The preparation test was based on the UDHR. In the first test: it compared 50 units extracted from the English version of UDHR with the whole text of UDHR (2-grams formatted as well) in both English and other languages, by firstly turning each unit to its corresponding Simhash string, then calculating the Hamming Distance between two Simhash strings. In the second test, the same method and layout are used again to compare 50 units with the whole text of UDHR in the same kind of language. To make it simple, test 1 is a cross-language test while test2 is a same-language test.
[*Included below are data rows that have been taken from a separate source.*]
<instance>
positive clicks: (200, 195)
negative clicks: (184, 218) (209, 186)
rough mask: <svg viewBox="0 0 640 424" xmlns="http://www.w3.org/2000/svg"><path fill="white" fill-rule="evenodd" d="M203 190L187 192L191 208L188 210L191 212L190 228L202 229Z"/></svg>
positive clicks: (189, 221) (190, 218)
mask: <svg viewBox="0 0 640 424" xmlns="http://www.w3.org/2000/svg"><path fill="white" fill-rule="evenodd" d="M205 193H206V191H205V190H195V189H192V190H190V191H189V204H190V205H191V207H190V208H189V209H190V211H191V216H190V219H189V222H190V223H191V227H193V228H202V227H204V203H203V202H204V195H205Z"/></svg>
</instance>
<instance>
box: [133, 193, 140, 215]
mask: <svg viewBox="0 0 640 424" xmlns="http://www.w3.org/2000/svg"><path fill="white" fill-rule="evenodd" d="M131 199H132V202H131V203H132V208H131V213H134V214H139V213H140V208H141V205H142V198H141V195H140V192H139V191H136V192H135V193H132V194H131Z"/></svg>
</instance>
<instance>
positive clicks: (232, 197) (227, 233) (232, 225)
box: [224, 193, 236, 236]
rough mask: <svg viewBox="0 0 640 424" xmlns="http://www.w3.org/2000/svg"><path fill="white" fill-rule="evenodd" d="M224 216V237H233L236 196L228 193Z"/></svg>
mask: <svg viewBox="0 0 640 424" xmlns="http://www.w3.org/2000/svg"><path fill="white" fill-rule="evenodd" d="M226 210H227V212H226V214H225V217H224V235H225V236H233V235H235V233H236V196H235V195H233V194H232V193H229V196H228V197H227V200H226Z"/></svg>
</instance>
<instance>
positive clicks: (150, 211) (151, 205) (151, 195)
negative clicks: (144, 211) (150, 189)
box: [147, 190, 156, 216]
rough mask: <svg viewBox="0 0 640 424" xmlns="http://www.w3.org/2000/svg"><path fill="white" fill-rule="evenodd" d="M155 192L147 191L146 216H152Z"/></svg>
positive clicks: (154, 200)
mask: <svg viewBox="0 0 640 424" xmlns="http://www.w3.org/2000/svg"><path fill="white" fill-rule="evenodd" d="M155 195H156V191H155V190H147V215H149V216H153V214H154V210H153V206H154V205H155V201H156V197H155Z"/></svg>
Results were presented in the two box plots below (apologize for the being out of order of the x-axis; please make comparisons according to the column names under each box):
[[File:Group3.jpg|thumb|600px|center|Simhash Preparation Test Result]]
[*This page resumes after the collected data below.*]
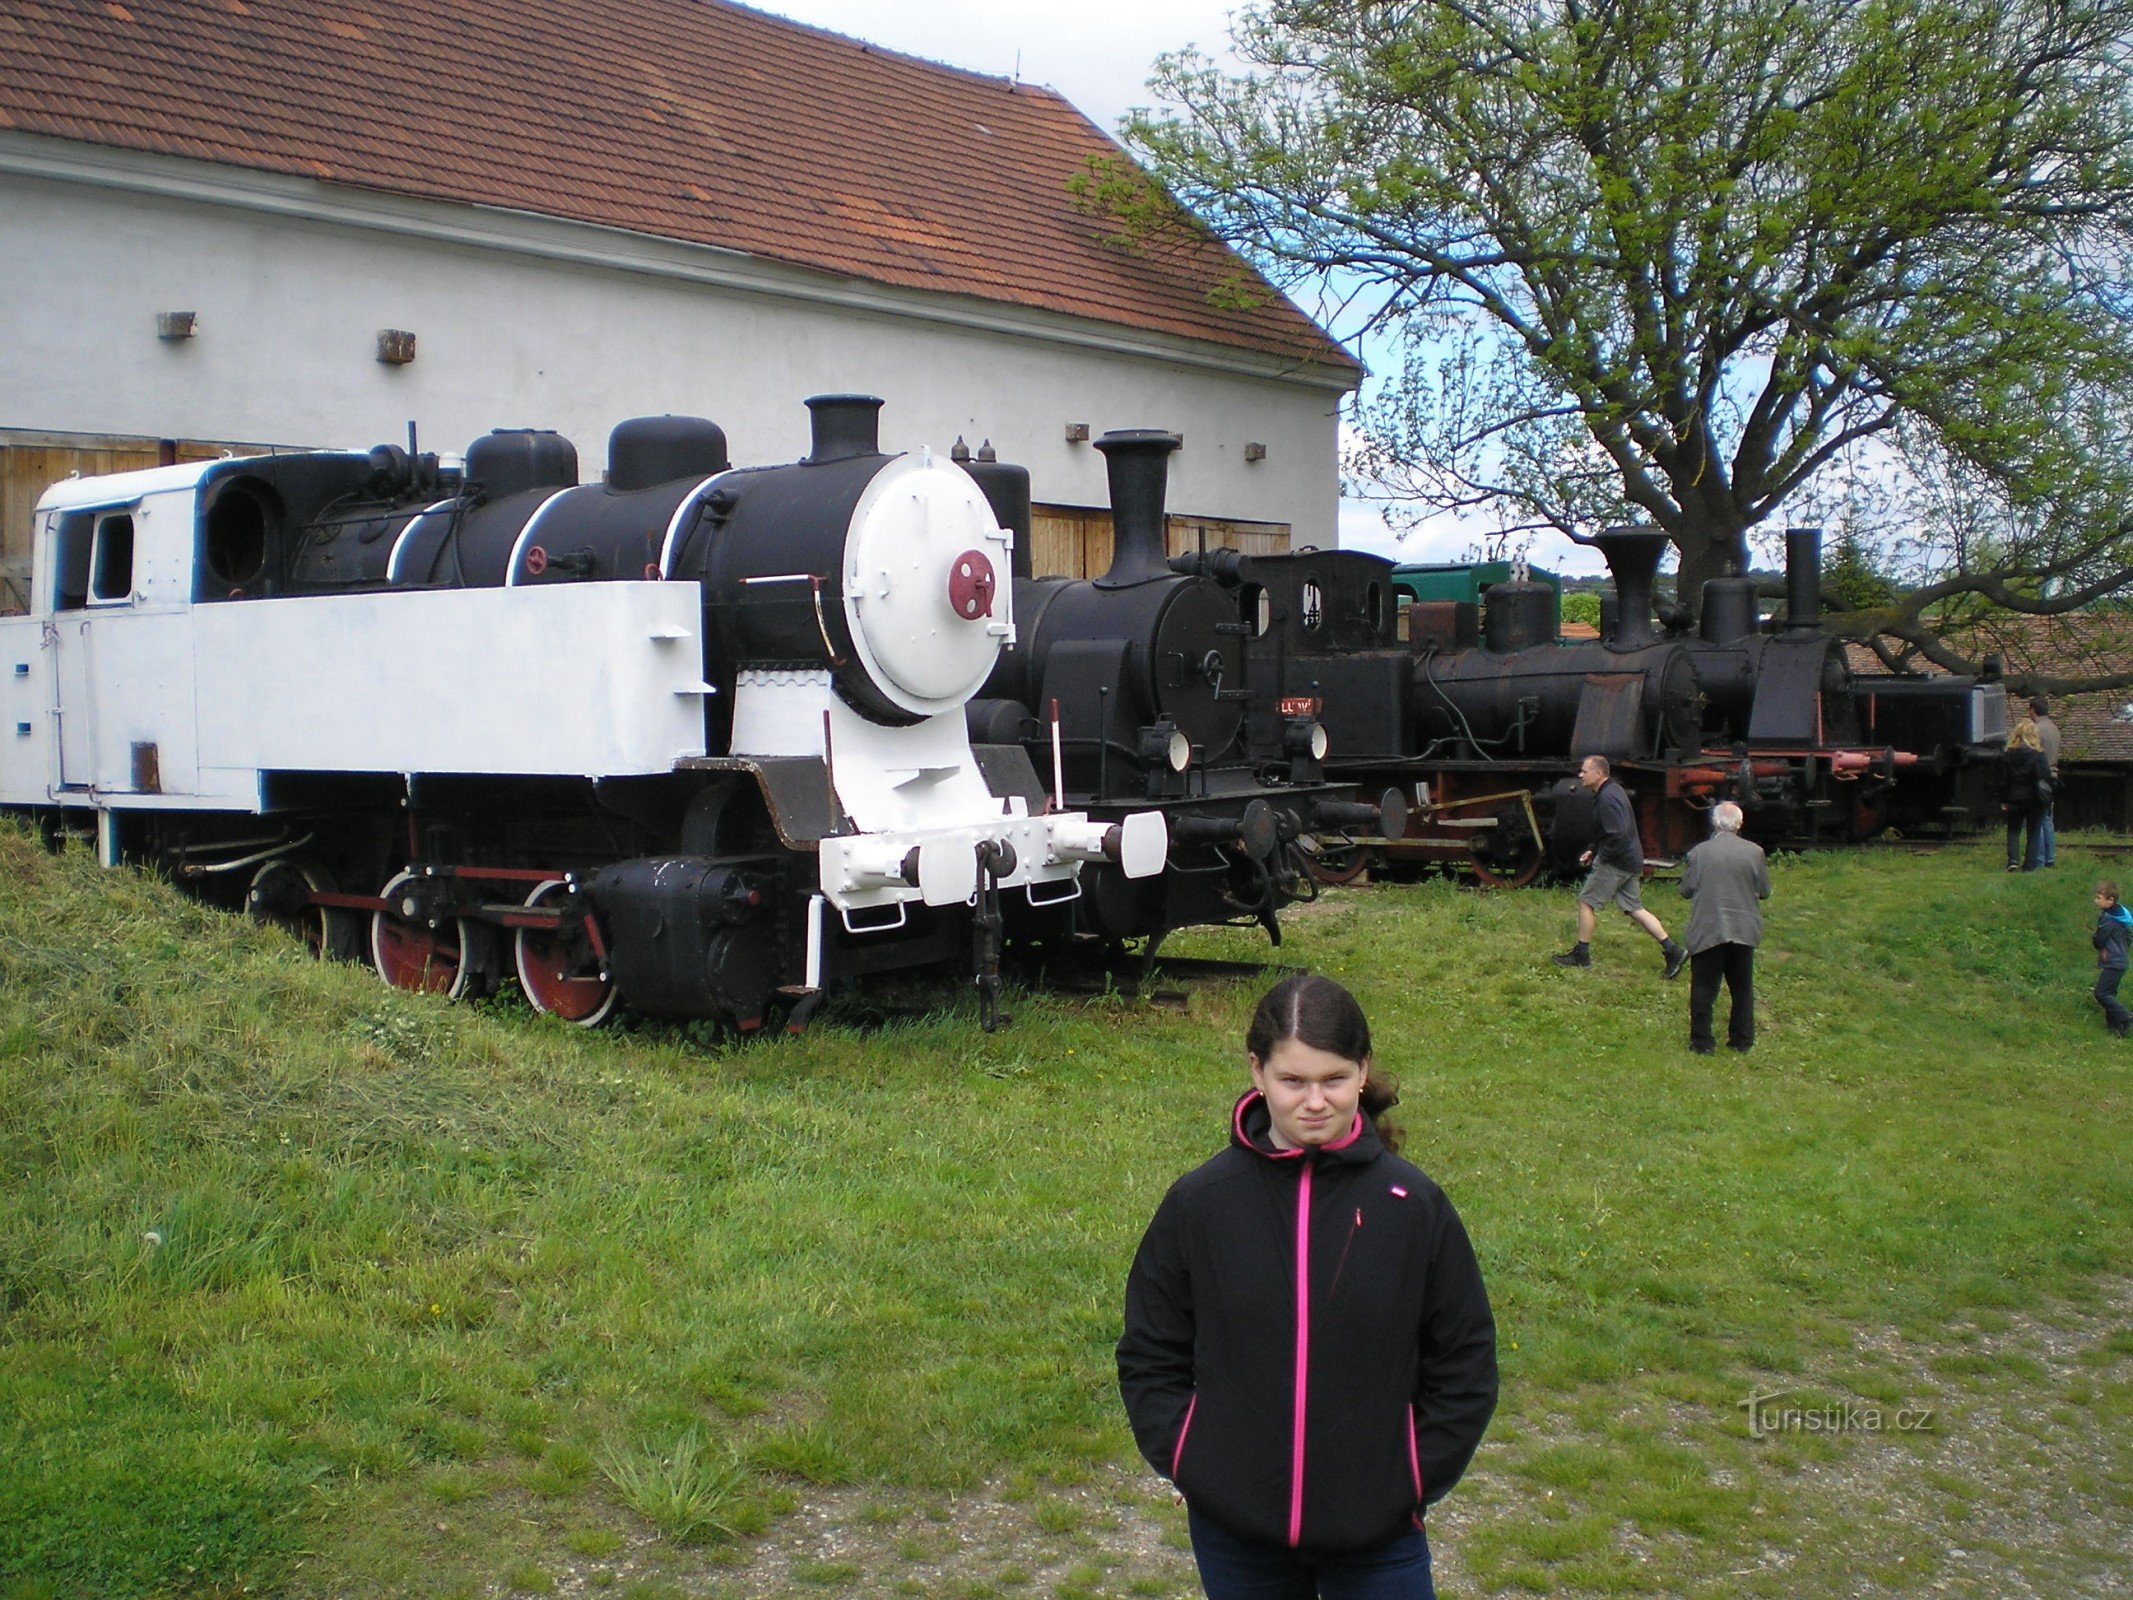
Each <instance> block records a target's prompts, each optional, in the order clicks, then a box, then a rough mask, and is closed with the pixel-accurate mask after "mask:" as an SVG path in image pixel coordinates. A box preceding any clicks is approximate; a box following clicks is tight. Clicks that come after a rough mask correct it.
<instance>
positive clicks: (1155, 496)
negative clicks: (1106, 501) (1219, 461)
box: [1096, 429, 1184, 589]
mask: <svg viewBox="0 0 2133 1600" xmlns="http://www.w3.org/2000/svg"><path fill="white" fill-rule="evenodd" d="M1180 444H1184V439H1180V437H1177V435H1175V433H1169V431H1167V429H1111V431H1109V433H1105V435H1103V437H1101V439H1096V448H1098V450H1103V459H1105V465H1107V467H1109V471H1111V565H1109V570H1107V572H1105V574H1103V576H1101V578H1096V587H1098V589H1128V587H1130V585H1137V582H1148V580H1150V578H1169V576H1171V567H1169V561H1167V559H1165V557H1167V550H1165V544H1162V499H1165V491H1167V489H1169V476H1171V450H1175V448H1177V446H1180Z"/></svg>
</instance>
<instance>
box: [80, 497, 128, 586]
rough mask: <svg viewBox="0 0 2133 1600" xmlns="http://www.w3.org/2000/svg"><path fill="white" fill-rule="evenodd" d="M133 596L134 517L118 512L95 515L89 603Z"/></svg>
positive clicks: (90, 563) (90, 580)
mask: <svg viewBox="0 0 2133 1600" xmlns="http://www.w3.org/2000/svg"><path fill="white" fill-rule="evenodd" d="M119 599H132V516H128V514H126V512H115V514H111V516H98V518H96V548H94V555H92V557H90V604H92V606H94V604H102V606H109V604H113V602H119Z"/></svg>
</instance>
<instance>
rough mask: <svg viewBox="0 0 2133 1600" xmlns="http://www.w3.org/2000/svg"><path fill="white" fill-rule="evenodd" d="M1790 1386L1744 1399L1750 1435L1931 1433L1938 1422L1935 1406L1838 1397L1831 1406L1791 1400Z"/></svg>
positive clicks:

Comparing inside the cross-language group (Figure 20): the data set of “English versus English” (the more transparent box located at the bottom-right of the first figure) is considerably lower than other cross-language data sets (colored boxes in the first figure).  

Comparing across the two figures (Figure 20 and 21): it is easy to find out that the cross-language group has generally higher results than the same-language group (Color schemes in two figures are not the same , please refer to the column names when doing comparison). Median values of boxes in same-language group are all significantly lower than those in the cross-language group. All third quartiles (Q3) in the same-language group are lower than first quartiles (Q3) of the corresponding language group in the cross-language group. 

In addition, data sets in figures above are less biased compared to those in Levenshtein Test. Distributions of data in each boxplots are quite compact. The Simhash Algorithm is not sensitive to different languages. These facts give extra credibility to the Simhash algorithm. 
Based on the aforementioned observations, it is reasonable to draw out the conclusion that the Simhash Algorithm has an excellent ability of distinguishing different kinds of languages.